Re: PROV-ISSUE-1 (define-resource): Definition for concept 'Resource' [Provenance Terminology] from Graham Klyne on 2011-05-25 (public-prov-wg@w3.org from May 2011)

From: Graham Klyne <GK@ninebynine.org>
Date: Wed, 25 May 2011 14:54:51 +0100
To: Luc Moreau <L.Moreau@ecs.soton.ac.uk>
CC: public-prov-wg@w3.org
Message-ID: <4DDD0A2B.60003@ninebynine.org>
Luc Moreau wrote:
> Nothing in the example is restricted to rdf or triple stores.
> It also applies to a table in a relational database (and its xml 
> serialization),
> or an excel spreadsheet (and a csv representation).

Luc,

You're right.  When I made my previous comments, I was referring to your 
illustration inspired by the example (repeated at the end of this email).

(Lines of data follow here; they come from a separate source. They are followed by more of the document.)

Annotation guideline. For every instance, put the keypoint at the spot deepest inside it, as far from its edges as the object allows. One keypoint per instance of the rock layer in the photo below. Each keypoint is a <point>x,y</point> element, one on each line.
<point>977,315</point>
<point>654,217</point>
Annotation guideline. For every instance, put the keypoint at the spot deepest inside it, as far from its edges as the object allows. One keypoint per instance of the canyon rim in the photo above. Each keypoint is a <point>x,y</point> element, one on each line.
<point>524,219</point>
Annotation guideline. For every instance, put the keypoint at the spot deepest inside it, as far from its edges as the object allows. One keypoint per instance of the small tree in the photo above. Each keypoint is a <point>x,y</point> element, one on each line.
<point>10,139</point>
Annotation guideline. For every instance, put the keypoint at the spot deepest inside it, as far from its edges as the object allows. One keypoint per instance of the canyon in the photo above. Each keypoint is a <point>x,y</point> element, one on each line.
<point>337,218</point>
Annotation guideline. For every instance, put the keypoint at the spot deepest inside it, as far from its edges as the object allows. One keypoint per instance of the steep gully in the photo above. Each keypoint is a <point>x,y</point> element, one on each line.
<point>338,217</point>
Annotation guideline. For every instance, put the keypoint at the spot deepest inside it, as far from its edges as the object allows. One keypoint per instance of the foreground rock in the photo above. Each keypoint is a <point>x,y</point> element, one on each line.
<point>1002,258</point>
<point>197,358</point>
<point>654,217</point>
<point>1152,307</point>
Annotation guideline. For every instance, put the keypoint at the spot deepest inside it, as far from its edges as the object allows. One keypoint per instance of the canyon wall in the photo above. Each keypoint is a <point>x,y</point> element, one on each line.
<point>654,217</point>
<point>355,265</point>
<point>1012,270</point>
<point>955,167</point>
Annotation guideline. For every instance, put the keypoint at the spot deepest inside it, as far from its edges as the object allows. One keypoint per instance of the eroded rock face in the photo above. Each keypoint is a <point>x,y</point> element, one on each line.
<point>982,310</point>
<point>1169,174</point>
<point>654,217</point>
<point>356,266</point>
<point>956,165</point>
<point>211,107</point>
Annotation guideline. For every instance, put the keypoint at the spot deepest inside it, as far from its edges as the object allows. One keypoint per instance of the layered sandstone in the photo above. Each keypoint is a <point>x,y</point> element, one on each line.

But I did go back and re-check the example at 
http://www.w3.org/2011/prov/wiki/ProvenanceExample and in light of our 
discussion I think I see a problem there (tangentially related to our discussion 
of "containers").

I repeat here the first steps of the example for ease of reference:
[[
government (gov) converts data (d1) to RDF (f1) at time (t1)
government (gov) generates provenance information (prov) regarding RDF (f1)
government (gov) publishes RDF data (f1) along with its provenance (prov) on a 
portal with a license (li1); the rdf data is now available as a Web resource (r1)
analyst (alice) downloads a turtle serialization (lcp1) of the resource (r1) 
from government portal
]]

Based on your comments, I think that "f1" is intended to be a local 
(non-published) copy of the RDF data.  As such, I'm not sure it makes sense to 
generate and subsequently publish provenence "prov" about "f1", because when 
"f1" is copied to a publication location and made available as "r1", "prov" is 
still about the unpublished "f1".  The process of publication is part of the 
provenence of "r1", which is absent from the provenance of "f1".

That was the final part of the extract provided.